There are several points to be made here. One, Superfish is so powerful that if it were to have been developed by a Western national government it would have been classified as ordnance-level software, and kept classified, likely for use against the Chinese, or even for covert domestic surveillance.
It’s so powerful that it is military grade, and must have had the support and aid of the Chinese Cyber Warfare unit in developing it, just as the U.S. and Israeli governments cooperated on development of the Stuxnet computer worm designed specifically to sabotage the Iranian nuclear development program.
Two, nobody should presume that their right to privacy is being observed by either foreign or domestic governments, or commercial entities.

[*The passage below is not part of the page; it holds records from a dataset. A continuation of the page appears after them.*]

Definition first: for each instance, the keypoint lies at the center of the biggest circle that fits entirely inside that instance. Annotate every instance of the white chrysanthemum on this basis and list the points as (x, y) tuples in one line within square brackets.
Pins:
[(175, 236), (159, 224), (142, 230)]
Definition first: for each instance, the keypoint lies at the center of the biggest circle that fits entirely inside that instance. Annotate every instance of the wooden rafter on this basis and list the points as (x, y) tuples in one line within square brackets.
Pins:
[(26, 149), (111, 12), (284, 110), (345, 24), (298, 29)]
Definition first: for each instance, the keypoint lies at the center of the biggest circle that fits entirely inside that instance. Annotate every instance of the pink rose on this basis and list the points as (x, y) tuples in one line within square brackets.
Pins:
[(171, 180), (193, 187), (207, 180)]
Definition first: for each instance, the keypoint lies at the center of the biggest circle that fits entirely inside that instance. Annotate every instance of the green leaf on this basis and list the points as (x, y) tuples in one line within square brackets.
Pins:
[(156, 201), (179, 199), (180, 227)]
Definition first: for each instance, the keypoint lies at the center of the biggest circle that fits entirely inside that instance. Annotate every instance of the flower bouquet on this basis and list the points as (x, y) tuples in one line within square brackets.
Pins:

Three, the U.S. and its allies are just as fully engaged in cyber warfare, in both defensive and offensive modes, as the Chinese, and the Russians. We’ve been caught with our pants down more than a few times, as former NSA contractor turned whistleblower Edward Snowden has revealed.
Can’t happen here?
It’s unlikely that the U.S. government could partner with a private computer manufacturer to make each of their products such efficient spying devices, but it would be premature and naive to assume no collaboration between industry and government has taken or will take place.
In fact it already has, as the major telecoms, and Google and Yahoo, have handed over to the government millions of records of private communications, without objection or the need for a court order.
As blogger Simon Black wrote, “There are very few if any big institutions we can trust anymore. And maybe that’s how it should be. It’s a shark-filled world with people who do bad things. Perhaps it’s all the better that a trusted brand becomes the poster child for betrayal. Because if Lenovo is doing this, are we supposed to be so naïve to presume that Google, Apple, AT&T, etc are not?”
Paul Croke, former newspaper editor and longtime Washington DC area freelance writer, has loved gadgets and consumer electronics since he saw his first Dick Tracy watch. He writes about consumer technology.